I am not a fan of National Doctors’ Day. I’ve been a primary care pediatrician for almost 10 years, working exclusively in communities like southeast Washington, DC where families struggle just to get by. My work is challenging yet fulfilling. I do not expect gratitude or recognition for simply doing my job. After all, that’s what the paycheck and job security are for. Nonetheless, March 30 is National Doctors’ Day, a time to tell doctors how much they are appreciated. This year, I urge my colleagues to skip the fancy lunches, dinners, and trinkets from the pharmaceutical reps. Instead, let’s tell Big Pharma we are demanding better prices on prescription drugs for our patients.
Because of the high cost of medications, over 1 in 5 American patients have not filled a prescription from their doctor. Many families cut pills in half, skip doses, or share medications with friends and relatives because of limited incomes and high drug prices. Americans are trapped in false choices: they can pay for their prescriptions or they can pay for groceries or rent. When patients and families do pay fortunes for medications and other out-of-pocket costs, their health still suffers because the heat had to be cut off. As physicians, we know our patients’ health suffers no matter what they do.
America spends more money per person on prescriptions than any other wealthy country in the world. We spend about $1,000 per person per year on medications, over twice as much as Germany or France. When confronted with these facts, Big Pharma markets lies as shiny as their sales reps’ teeth. The pharmaceutical corporations tell the American people they are sacrificing their savings for medications because that is the cost of innovation, research, and development. This lie would be laughable if it wasn’t infuriating. The truth is that the American people already paid for the scientific risks and discoveries when their tax dollars funded research at the National Institutes of Health and thousands of research labs across the country, leading to new medications and treatments. Taxpayer-funded research done by physician-scientists and biochemists in academic institutions is the foundation upon which Big Pharma makes minor improvements.

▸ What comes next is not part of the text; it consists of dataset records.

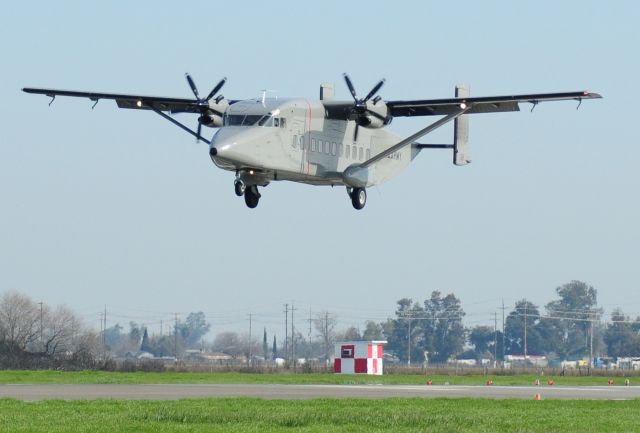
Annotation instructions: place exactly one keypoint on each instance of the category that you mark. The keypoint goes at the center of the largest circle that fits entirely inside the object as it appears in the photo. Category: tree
(372, 331)
(265, 345)
(274, 348)
(325, 324)
(351, 334)
(229, 343)
(194, 328)
(135, 334)
(403, 332)
(59, 326)
(571, 318)
(145, 346)
(19, 321)
(525, 313)
(483, 339)
(621, 336)
(443, 332)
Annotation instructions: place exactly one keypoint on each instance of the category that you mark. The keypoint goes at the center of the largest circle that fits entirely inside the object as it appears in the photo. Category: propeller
(203, 103)
(360, 105)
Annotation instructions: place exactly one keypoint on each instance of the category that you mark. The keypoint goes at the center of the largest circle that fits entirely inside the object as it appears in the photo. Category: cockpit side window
(241, 119)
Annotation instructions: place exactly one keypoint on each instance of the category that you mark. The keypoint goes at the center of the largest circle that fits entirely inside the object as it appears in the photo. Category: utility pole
(175, 337)
(495, 339)
(409, 344)
(41, 325)
(504, 349)
(286, 332)
(250, 351)
(293, 338)
(309, 338)
(591, 343)
(525, 332)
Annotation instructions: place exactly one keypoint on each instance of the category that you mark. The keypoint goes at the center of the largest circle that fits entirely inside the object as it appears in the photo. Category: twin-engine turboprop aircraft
(321, 142)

Patients and families are paying a second time for those medications at the pharmacy. Pharmaceutical corporations need us to pay for their marketing campaigns: television commercials, magazine inserts, pop-up ads on websites, and you guessed it ― dinners for doctors. Big Pharma is spending much more on marketing than on research and development, sometimes twice as much:
To my colleagues in medicine, instead of spending National Doctors’ Day at a Big Pharma sponsored dinner, I urge you to become a citizen sponsor for the “Improving Access to Affordable Prescription Drugs Act.” This bill, introduced in the US Senate just yesterday, is putting patients before profits by confronting exorbitant drug prices in several critical ways:
1. Medicare will be allowed to negotiate better drug prices.
2. Pharmaceutical corporations will be stopped from jacking up prices on prescriptions.

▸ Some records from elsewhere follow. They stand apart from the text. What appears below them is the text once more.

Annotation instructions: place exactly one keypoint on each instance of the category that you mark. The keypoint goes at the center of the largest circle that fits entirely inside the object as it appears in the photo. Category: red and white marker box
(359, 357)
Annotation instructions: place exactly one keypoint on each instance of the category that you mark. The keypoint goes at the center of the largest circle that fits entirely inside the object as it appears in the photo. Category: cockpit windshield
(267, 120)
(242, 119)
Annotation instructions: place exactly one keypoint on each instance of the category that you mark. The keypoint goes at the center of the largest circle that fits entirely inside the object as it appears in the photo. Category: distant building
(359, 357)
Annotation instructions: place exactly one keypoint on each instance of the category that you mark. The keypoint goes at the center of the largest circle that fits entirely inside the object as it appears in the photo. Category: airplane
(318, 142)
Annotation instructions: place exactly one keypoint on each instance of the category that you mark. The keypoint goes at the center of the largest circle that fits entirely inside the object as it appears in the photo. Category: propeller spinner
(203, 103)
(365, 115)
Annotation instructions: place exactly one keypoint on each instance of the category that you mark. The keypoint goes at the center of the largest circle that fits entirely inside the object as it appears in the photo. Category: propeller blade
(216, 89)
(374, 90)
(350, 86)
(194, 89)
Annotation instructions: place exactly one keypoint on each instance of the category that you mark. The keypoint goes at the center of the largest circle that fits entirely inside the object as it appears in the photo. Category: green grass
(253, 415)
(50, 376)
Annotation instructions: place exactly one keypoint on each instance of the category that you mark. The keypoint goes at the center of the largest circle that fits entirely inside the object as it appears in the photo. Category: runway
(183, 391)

3. Monopoly abuses by pharmaceutical corporations will be stopped.
4. Competition from generics will be increased.
5. The drug industry’s business practices will be more transparent.

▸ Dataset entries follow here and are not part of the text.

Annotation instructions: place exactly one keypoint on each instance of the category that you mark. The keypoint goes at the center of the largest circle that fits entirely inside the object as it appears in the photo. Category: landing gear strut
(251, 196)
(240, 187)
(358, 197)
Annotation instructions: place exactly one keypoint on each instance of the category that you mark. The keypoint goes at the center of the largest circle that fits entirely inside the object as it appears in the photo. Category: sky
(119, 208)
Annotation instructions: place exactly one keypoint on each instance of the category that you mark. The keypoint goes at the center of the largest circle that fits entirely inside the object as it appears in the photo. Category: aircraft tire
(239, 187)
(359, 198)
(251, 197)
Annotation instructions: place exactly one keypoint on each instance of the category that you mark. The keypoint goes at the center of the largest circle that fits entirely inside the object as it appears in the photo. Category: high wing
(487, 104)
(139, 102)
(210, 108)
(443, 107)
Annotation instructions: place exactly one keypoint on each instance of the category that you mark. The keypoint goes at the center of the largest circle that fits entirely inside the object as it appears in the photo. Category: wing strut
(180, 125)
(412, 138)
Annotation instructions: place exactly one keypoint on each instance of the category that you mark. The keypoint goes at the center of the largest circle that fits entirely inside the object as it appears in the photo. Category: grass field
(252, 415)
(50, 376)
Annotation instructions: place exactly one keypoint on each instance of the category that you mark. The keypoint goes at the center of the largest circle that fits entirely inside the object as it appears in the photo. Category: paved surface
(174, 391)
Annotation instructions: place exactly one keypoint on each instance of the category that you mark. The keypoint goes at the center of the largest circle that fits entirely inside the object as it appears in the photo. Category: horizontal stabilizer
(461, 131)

6. Safe, affordable medication will be imported.
7. Out-of-pocket costs for prescriptions will be capped in health insurance plans.
8. Pharmaceutical corporations will no longer get tax deductions for advertising drugs directly to consumers.
All of the above provisions of the Improving Access to Affordable Prescription Drugs Act have been part of political rhetoric from both parties. It is time to turn that rhetoric into a reality. National Doctors’ Day is a great occasion for health care providers to demand better drug prices for our patients. Let’s earn the appreciation of our fellow Americans by demonstrating integrity and standing up to misinformation marketed by Big Pharma. Doctors, let’s demand Congress put patients before politics and profits!